The Drug Enforcement Administration did not properly investigate a 2012 drug operation in Honduras that took the lives of four innocent civilians, including two women and a 14-year-old boy, and misled Congress and the Justice Department about the incident, a government watchdog report concluded.
The Justice Department’s Inspector General report issued Wednesday states the DEA’s review of the incident was “significantly flawed” and that the agency incorrectly maintained to Congress that its “Operation Anvil” plan to intercept drug flights was led by Honduran officials, when in fact U.S. drug agents “maintained substantial control over the conduct of the operation.”
The operation garnered significant media attention when a team of DEA agents and Honduran officials opened fire on a riverboat carrying civilians, killing four Honduran civilians and injuring four others.
While the inspector general report concludes no DEA officials fired at the boat, it notes that a DEA agent in a helicopter directed a Honduran gunner to fire his machine gun at the riverboat.
The report states DEA officials initially decided against conducting a formal deadly force review because no DEA agents fired weapons. When mounting public pressure forced the agency to open a review, the inspector general reported that the “resulting investigation was little more than a paper exercise.”
The shooting occurred May 11, 2012, as DEA and Honduran law enforcement were piloting a small boat that carried a large amount of cocaine that had been seized in an operation earlier in the day. The boat’s engine cut out and it was drifting down the river as the larger passenger boat approached. As the passenger boat made contact, Honduran officials on the DEA boat opened fire, even shooting at people who had fallen into the water. A gunner from a helicopter carrying DEA and Honduran officials also opened fire.
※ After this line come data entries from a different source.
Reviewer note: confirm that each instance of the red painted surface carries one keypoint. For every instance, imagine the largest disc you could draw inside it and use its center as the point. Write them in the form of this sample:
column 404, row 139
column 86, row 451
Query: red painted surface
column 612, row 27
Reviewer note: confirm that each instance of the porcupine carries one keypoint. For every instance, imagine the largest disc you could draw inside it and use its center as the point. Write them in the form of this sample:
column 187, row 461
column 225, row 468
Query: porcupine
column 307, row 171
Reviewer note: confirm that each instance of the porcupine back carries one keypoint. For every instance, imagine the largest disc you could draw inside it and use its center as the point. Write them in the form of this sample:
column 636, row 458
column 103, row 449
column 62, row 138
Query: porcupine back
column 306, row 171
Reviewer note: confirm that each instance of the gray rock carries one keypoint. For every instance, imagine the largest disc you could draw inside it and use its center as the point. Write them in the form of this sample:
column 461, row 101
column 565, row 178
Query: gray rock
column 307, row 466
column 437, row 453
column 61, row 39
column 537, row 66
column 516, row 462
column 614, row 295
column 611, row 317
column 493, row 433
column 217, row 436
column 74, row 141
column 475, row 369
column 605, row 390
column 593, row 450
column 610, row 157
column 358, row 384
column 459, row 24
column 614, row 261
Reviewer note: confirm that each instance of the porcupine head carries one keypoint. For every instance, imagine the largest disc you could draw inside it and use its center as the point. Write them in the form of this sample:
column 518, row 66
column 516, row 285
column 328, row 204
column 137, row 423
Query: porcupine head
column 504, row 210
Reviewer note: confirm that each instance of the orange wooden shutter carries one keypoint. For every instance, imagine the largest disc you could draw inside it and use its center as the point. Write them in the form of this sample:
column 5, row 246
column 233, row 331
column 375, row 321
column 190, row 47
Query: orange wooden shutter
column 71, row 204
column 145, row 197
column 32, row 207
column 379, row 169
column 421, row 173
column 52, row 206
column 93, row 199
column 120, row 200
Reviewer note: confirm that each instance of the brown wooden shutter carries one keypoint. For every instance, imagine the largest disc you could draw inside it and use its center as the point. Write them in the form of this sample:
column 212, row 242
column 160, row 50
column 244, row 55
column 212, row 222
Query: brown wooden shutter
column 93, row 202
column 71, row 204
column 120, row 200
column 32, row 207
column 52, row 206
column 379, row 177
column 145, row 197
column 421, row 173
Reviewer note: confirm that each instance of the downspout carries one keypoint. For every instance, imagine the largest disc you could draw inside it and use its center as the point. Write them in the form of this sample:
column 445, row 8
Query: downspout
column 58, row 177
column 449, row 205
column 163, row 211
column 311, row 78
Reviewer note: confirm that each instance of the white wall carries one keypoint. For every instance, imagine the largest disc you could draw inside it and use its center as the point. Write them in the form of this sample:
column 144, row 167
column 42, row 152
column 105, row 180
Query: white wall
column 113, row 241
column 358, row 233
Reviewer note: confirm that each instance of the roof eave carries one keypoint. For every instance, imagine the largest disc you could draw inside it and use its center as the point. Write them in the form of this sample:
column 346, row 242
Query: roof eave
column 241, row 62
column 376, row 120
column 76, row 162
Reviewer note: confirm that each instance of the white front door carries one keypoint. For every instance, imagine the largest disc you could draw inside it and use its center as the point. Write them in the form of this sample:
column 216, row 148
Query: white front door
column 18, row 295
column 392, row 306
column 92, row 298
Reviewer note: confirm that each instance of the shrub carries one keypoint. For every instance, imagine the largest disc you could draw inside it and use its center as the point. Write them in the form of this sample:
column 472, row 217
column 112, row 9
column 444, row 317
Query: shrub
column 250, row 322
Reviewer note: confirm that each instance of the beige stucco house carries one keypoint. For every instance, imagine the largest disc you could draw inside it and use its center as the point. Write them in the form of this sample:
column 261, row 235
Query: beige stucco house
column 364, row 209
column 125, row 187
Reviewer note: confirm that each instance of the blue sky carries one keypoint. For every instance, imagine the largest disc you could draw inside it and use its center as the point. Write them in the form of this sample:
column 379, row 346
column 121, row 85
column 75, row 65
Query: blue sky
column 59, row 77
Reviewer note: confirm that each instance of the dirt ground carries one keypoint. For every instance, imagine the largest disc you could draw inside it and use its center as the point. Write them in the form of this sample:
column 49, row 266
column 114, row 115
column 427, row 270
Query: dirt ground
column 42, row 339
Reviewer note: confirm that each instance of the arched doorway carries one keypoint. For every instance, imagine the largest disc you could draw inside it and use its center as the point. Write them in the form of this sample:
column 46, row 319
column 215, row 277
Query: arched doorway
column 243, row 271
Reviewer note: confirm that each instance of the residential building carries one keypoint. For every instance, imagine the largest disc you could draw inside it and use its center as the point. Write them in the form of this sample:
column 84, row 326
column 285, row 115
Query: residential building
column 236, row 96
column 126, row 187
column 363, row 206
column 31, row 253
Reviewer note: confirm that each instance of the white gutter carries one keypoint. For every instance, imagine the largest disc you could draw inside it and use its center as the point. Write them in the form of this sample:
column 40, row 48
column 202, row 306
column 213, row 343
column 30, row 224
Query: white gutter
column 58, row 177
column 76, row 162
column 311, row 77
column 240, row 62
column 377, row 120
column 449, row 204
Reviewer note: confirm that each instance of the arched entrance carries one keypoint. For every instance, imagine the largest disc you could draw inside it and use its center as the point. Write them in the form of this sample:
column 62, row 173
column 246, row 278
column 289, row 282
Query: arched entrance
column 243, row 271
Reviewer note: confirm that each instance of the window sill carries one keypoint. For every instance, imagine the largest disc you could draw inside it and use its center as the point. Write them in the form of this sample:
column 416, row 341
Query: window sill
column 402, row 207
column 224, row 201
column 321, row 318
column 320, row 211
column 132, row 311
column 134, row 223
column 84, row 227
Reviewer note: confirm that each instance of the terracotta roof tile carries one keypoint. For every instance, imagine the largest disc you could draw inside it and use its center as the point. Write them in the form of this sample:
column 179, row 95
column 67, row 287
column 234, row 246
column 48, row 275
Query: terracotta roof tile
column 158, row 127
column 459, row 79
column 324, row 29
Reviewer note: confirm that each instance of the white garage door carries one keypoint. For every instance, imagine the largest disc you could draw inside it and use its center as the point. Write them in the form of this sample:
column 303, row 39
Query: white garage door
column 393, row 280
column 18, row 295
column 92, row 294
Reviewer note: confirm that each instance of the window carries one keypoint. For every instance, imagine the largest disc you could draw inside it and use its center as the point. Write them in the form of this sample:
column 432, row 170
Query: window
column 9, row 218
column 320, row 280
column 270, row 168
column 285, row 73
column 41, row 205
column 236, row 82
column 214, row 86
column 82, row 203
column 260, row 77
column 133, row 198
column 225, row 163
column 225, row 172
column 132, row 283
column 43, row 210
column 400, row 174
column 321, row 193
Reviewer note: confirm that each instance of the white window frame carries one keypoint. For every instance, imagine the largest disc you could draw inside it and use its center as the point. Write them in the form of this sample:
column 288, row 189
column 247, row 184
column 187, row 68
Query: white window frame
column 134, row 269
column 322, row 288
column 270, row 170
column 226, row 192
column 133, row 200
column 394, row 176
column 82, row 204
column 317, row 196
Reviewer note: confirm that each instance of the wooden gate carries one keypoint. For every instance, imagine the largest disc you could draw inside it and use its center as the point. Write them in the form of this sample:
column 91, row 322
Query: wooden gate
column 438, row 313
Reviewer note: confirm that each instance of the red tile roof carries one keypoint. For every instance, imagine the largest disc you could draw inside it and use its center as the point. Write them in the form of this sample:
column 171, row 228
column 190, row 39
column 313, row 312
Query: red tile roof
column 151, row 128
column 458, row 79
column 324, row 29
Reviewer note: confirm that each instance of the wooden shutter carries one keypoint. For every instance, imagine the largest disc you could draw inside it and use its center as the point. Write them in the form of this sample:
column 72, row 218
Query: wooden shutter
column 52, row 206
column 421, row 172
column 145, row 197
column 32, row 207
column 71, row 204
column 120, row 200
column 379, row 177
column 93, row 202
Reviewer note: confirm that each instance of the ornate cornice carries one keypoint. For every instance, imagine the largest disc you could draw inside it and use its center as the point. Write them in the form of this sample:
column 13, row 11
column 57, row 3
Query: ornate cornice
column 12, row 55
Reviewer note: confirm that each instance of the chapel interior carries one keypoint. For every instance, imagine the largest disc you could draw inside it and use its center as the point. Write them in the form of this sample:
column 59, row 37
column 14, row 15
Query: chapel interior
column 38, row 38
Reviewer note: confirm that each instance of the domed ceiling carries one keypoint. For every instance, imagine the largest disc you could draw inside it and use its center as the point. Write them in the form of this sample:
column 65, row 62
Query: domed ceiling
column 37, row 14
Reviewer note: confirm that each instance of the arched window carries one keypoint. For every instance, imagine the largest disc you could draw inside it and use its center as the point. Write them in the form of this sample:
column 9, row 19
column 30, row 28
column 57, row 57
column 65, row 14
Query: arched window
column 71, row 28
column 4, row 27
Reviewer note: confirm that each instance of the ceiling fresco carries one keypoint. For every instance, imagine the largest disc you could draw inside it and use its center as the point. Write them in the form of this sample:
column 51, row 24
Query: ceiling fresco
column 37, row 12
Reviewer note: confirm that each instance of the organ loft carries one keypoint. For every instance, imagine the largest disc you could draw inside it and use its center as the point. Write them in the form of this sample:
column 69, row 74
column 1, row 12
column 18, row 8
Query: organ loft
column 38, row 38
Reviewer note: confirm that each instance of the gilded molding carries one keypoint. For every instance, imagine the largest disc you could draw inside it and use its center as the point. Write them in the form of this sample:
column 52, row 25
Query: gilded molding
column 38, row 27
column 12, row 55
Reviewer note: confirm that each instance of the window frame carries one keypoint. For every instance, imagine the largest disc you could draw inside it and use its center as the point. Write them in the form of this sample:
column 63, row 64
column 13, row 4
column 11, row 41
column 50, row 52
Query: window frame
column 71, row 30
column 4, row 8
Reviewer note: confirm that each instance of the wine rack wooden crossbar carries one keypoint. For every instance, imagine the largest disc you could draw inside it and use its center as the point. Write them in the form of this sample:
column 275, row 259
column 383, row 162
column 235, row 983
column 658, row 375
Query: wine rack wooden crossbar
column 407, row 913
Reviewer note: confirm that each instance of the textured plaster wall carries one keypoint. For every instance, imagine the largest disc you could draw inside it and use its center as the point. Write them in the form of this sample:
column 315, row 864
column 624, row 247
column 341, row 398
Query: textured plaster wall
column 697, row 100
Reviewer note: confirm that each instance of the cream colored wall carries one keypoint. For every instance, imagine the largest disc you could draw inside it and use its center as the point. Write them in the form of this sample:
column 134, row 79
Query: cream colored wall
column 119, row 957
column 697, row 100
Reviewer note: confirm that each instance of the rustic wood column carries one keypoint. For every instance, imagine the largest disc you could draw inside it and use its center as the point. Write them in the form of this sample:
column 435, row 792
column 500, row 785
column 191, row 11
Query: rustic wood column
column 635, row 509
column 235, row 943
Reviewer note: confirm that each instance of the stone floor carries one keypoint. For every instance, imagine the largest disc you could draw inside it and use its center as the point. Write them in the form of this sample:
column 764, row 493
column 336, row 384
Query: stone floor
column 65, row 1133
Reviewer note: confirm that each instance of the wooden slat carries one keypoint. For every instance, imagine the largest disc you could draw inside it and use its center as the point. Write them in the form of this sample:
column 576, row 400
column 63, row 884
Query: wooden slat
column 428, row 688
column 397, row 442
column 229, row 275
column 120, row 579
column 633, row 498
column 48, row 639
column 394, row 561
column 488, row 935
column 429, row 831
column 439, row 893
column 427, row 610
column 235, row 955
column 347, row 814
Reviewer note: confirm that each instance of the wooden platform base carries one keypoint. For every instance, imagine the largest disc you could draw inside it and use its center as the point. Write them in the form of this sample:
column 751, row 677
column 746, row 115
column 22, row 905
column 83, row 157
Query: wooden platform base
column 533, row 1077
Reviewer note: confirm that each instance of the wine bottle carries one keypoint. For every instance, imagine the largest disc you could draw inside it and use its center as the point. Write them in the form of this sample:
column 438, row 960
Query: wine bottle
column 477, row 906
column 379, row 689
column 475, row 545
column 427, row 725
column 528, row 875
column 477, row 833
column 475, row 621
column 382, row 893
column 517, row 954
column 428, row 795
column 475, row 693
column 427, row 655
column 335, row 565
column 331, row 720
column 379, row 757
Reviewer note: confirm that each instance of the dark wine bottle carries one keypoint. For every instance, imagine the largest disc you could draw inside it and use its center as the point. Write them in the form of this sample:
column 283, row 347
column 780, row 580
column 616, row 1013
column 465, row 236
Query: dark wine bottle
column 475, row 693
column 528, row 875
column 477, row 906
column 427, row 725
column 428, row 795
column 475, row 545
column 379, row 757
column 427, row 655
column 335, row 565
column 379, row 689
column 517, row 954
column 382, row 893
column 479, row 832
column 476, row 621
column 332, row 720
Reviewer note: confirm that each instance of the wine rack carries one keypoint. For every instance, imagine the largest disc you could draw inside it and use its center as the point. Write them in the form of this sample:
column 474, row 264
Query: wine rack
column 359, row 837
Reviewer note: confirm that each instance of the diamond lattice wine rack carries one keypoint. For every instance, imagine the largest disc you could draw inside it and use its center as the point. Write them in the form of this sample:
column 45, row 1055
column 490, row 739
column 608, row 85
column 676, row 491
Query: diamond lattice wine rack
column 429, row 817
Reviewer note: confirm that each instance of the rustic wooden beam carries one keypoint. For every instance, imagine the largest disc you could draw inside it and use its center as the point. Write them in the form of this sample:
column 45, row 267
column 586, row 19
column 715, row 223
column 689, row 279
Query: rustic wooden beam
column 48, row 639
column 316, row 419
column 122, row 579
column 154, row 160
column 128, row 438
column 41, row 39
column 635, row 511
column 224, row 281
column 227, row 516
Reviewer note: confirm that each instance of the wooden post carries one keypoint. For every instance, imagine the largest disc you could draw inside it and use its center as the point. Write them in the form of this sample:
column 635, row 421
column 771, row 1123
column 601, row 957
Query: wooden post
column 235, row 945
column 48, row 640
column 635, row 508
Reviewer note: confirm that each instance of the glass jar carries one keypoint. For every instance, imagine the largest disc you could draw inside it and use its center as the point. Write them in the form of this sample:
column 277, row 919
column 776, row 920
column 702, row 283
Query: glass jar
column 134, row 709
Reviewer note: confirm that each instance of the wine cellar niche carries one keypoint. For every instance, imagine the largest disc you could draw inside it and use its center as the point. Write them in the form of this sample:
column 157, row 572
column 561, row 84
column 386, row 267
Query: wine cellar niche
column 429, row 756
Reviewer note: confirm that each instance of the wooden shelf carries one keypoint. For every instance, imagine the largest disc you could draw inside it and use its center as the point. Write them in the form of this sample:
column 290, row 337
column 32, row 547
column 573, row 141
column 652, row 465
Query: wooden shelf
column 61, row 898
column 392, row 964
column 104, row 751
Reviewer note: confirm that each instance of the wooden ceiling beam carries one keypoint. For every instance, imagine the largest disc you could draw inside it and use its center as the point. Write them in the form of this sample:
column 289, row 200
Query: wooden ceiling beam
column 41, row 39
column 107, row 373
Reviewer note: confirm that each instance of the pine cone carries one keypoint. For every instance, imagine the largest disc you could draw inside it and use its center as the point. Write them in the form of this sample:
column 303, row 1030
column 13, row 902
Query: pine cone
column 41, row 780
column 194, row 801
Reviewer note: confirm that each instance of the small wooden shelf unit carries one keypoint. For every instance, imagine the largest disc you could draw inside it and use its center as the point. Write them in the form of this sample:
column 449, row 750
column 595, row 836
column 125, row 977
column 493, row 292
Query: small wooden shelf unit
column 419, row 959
At the time, DEA officials maintained that they had come under fire from people working for drug traffickers who were on the riverboat.
The inspector general’s report calls that account into question.
“Not only did the DOJ OIG find no credible evidence that individuals in the passenger boat fired first, but the available evidence, which was available to DEA at the time, places into serious question whether there was any gunfire from the passenger boat at any time,” the report states.
The report says the DEA’s failure to conduct a thorough review of the incident resulted in the agency providing inaccurate or incomplete information to both Justice Department officials and Congress.
“The review also found that DEA officials described information favorable to DEA’s positions while omitting unfavorable information, such as video evidence of Honduran law enforcement officers shooting at people who had fallen or jumped into the water,” the report states.
The report also says the DEA conducted flawed reviews of two subsequent Operation Anvil raids in which deadly force was used. Specifically, reviews of fatal shootings on June 23 and July 3 did not address discrepancies between DEA and Honduran officials’ accounts.
A DEA agent shot a killed a man who ignored commands and moved his hand toward a handgun in his holster during a June 23 raid, facts contained in the DEA report. But when Honduran officials submitted a report on the shooting, they indicated the man was shot during a firefight.
A DEA report on the July 3 raid said agents shot and killed a pilot of a downed airplane after he ignored orders and attempted to get back inside the aircraft. Honduran officials submitted two different reports on the incident, saying in one that the pilot was killed in the crash and in another that the pilot had a gun and fired at officers before they returned fire and killed him. DEA agents told investigators they were later informed that a Honduran officer planted a gun at the scene.
Sen. Patrick Leahy was deeply troubled by the report, calling it “nothing less than a wholesale indictment of the DEA and Honduran police.”
“DEA, Honduran, and State Department officials provided Congress with incomplete, inaccurate and misleading information in order to perpetuate a self-serving narrative,” said the Vermont Democrat, the ranking member of the State Department and Foreign Operations Subcommittee of the Appropriations Committee. “This raises serious questions whether these cases are isolated incidents.”
The inspector general’s report faults the DEA for failing to adequately plan for the operation, saying American and Honduran personnel did not understand each others’ deadly force policies and that their “plan for responding to critical incidents was almost nonexistent.”
In a response to the report, DEA officials called the loss of life “tragic.”
“DEA acknowledges that its pre-missions preparation was not as thorough as it should have been and that the subsequent investigation lacked the depth and scope necessary to fully assess what transpired that night,” reads a written response from the agency. “To that end, DEA has made significant changes in this area over the last five years.”
DEA officials agreed with a series of eight recommendations made by the inspector general.